Marc Stier has had a long career as an activist, advocate, teacher, and writer. From 2015 to 2023, Marc was the director of the Pennsylvania Budget and Policy Center in Harrisburg, PA, where he wrote policy reports on many federal, state, and local issues, including tax fairness, K-12 and higher education funding, raising Pennsylvania’s minimum wage, health care, and child care, as well as on racial and gender-related justice. He was also the founder and chair of PBPC’s advocacy campaign We The People–PA.

Before joining PBPC, Marc served as the executive director of Penn Action, where he worked to protect funding for education and women’s health care and expand Social Security. He was also the Pennsylvania director of Health Care for America Now, which led the grassroots effort in support of what became the Affordable Care Act, and the Health Care campaign manager for SEIU Pennsylvania State Council. He began his career in activism as a leader and then president of West Mt. Airy Neighbors in Philadelphia and an advocate for transit funding.

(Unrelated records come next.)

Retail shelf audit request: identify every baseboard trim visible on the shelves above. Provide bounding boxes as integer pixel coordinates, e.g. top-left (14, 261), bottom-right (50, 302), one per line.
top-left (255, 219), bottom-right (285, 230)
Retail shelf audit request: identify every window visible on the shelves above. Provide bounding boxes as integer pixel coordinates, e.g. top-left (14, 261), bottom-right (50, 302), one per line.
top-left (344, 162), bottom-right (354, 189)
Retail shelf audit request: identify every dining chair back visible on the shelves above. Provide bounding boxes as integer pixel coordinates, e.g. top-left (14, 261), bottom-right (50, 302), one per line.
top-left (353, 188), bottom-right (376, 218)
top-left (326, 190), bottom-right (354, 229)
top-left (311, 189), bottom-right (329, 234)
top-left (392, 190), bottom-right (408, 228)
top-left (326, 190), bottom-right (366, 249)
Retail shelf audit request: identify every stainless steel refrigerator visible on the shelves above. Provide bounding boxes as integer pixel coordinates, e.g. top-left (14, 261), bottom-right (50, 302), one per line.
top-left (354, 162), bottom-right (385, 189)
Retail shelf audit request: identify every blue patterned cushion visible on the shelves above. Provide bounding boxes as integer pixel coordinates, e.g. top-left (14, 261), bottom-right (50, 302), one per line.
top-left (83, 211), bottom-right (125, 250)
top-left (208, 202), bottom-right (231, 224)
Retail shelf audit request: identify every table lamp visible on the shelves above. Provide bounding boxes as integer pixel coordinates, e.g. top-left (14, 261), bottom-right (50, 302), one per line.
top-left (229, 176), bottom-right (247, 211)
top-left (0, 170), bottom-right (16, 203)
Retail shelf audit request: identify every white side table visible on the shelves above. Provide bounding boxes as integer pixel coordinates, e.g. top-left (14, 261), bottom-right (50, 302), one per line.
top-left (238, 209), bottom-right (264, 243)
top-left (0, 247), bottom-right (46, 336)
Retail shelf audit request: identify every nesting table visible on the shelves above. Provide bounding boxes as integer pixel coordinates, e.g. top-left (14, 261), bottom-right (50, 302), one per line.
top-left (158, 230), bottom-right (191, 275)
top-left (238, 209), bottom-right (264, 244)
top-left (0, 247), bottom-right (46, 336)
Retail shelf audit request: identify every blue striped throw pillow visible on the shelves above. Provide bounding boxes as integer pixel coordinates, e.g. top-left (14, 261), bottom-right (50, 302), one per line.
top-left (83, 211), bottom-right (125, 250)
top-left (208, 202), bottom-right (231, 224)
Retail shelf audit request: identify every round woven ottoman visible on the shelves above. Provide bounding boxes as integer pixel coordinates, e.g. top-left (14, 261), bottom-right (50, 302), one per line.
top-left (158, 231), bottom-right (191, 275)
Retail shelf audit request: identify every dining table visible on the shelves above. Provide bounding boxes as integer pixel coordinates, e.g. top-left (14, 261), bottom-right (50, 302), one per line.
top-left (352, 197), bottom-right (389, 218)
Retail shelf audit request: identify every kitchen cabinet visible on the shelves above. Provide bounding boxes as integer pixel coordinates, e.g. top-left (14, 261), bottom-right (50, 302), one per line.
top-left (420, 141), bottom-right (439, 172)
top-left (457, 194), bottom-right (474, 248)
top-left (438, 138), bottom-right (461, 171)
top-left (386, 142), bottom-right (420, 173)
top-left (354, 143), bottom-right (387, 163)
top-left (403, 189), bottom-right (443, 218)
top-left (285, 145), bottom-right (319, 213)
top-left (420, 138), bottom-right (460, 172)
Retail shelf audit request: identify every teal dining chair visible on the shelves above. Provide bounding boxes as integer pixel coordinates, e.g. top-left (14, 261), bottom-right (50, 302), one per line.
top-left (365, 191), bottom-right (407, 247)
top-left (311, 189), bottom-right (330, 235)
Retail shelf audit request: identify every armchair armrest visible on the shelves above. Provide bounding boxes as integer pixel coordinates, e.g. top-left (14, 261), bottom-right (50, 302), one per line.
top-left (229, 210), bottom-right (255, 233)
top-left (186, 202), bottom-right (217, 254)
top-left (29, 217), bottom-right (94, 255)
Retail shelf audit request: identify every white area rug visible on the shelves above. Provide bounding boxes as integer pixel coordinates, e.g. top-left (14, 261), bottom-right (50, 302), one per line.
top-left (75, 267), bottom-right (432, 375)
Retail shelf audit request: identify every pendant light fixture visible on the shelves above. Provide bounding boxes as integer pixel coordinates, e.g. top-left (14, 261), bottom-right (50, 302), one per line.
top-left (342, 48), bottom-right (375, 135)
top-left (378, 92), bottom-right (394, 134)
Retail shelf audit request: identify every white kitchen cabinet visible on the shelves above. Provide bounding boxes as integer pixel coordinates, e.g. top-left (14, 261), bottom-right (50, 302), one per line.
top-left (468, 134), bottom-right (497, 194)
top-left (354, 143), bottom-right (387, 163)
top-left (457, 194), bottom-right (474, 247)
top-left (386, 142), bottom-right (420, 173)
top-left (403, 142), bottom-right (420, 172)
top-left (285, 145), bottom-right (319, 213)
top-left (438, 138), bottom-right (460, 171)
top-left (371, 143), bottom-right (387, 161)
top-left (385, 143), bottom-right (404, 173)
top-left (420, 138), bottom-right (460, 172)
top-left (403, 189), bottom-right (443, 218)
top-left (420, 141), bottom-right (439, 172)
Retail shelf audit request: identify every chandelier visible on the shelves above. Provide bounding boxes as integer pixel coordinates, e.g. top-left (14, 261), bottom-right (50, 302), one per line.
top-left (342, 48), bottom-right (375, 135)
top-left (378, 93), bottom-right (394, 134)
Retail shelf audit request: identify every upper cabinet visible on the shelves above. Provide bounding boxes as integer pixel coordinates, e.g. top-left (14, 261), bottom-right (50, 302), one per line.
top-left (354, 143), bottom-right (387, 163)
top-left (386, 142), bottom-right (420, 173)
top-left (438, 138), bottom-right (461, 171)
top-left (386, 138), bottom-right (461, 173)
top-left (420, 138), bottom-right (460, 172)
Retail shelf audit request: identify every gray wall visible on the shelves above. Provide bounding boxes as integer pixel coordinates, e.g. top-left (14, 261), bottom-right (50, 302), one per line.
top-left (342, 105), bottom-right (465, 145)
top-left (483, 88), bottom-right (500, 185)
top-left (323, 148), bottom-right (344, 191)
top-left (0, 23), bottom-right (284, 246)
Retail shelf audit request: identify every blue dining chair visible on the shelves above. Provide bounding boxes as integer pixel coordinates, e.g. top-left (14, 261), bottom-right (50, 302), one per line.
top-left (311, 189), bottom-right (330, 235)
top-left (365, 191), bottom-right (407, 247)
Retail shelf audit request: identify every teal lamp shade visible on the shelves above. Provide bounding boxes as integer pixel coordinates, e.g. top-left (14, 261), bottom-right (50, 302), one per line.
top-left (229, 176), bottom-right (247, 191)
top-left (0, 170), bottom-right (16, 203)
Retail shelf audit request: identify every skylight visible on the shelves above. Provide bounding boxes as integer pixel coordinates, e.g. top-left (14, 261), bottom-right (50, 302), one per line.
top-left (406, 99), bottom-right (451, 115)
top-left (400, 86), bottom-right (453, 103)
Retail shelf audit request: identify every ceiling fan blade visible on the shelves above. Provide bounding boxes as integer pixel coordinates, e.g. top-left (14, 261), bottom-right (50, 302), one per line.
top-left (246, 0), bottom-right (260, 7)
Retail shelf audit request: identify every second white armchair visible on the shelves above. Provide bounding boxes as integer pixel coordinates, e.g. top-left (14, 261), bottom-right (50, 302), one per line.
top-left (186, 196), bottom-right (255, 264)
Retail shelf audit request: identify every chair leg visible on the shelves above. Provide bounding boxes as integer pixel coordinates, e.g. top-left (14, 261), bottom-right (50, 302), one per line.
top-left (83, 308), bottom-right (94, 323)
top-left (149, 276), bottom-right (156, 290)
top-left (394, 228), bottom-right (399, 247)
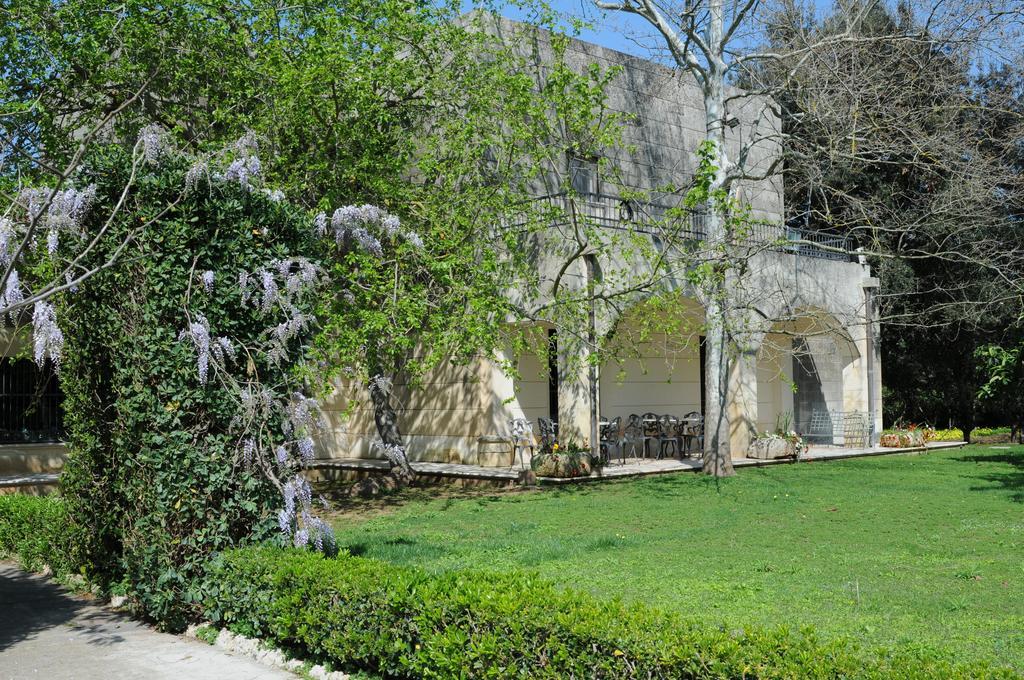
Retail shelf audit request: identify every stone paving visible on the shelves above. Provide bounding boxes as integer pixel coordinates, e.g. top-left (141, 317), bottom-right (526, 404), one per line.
top-left (313, 441), bottom-right (965, 483)
top-left (0, 562), bottom-right (297, 680)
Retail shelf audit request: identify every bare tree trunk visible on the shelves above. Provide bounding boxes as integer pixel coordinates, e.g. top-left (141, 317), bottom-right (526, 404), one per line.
top-left (702, 296), bottom-right (733, 477)
top-left (368, 375), bottom-right (416, 485)
top-left (701, 0), bottom-right (733, 477)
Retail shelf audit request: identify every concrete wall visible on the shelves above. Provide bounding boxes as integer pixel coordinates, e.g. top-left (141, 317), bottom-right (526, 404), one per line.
top-left (307, 19), bottom-right (881, 463)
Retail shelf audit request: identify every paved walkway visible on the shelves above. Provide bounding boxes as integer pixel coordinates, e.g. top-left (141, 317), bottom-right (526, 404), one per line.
top-left (0, 562), bottom-right (296, 680)
top-left (312, 441), bottom-right (966, 484)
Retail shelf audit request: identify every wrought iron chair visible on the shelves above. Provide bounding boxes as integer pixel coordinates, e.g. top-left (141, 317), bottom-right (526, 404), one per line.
top-left (843, 411), bottom-right (868, 448)
top-left (657, 416), bottom-right (680, 460)
top-left (600, 416), bottom-right (626, 464)
top-left (676, 411), bottom-right (703, 456)
top-left (803, 409), bottom-right (838, 444)
top-left (509, 418), bottom-right (536, 470)
top-left (537, 418), bottom-right (558, 452)
top-left (623, 413), bottom-right (646, 462)
top-left (640, 412), bottom-right (662, 458)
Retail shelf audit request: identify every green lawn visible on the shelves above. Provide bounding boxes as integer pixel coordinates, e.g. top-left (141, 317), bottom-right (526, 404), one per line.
top-left (336, 447), bottom-right (1024, 669)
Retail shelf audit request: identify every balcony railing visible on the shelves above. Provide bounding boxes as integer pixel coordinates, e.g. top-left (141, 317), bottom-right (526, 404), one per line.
top-left (537, 194), bottom-right (853, 262)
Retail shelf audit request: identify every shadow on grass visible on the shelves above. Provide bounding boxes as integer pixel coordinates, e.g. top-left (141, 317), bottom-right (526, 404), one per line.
top-left (954, 449), bottom-right (1024, 503)
top-left (338, 536), bottom-right (447, 562)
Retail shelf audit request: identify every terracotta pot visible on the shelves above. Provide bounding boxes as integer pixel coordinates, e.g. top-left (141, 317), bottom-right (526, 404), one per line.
top-left (879, 432), bottom-right (902, 449)
top-left (750, 439), bottom-right (797, 461)
top-left (534, 454), bottom-right (591, 477)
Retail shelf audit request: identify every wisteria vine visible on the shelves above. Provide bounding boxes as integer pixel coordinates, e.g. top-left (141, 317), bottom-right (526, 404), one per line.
top-left (179, 130), bottom-right (423, 550)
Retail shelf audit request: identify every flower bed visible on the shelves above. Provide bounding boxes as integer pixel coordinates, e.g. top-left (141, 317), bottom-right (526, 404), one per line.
top-left (748, 430), bottom-right (808, 460)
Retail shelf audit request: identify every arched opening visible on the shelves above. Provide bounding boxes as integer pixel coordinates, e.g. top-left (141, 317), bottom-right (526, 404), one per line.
top-left (599, 295), bottom-right (705, 428)
top-left (757, 309), bottom-right (866, 445)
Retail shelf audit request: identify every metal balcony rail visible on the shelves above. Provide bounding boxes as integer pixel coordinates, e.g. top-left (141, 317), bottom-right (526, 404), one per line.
top-left (536, 194), bottom-right (853, 262)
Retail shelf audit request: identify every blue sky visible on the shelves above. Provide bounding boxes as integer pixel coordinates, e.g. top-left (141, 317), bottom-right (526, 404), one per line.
top-left (463, 0), bottom-right (650, 57)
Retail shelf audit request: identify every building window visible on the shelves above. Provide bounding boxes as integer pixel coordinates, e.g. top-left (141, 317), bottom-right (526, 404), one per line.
top-left (0, 357), bottom-right (65, 443)
top-left (569, 156), bottom-right (600, 196)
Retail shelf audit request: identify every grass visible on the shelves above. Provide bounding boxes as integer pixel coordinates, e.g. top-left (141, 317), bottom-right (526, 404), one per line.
top-left (335, 447), bottom-right (1024, 670)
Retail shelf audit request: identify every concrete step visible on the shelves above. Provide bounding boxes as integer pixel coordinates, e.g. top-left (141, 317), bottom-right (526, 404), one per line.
top-left (0, 472), bottom-right (60, 496)
top-left (0, 443), bottom-right (68, 477)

Stier was an academic for 25 years before starting his career in public policy analysis and advocacy. He has a bachelor’s degree from Wesleyan University and a doctorate from Harvard University, both in political science. He has taught at the University of Alaska, Fairbanks; City College of New York; the University of North Carolina, Charlotte; and Temple University, where he was the associate director and internet coordinator of the Intellectual Heritage Program. Stier is the author of papers on political philosophy, the history of political thought, and American politics. He is the author of the book Grassroots Advocacy and Health Care Reform, published in 2013. He will be publishing two new books in the next few years, Liberalism and Communitarianism Revisited and Civilization and Its Contents: Reflections on Sex and the Culture Wars. He is also co-editor of Ambiguity in the Western Tradition.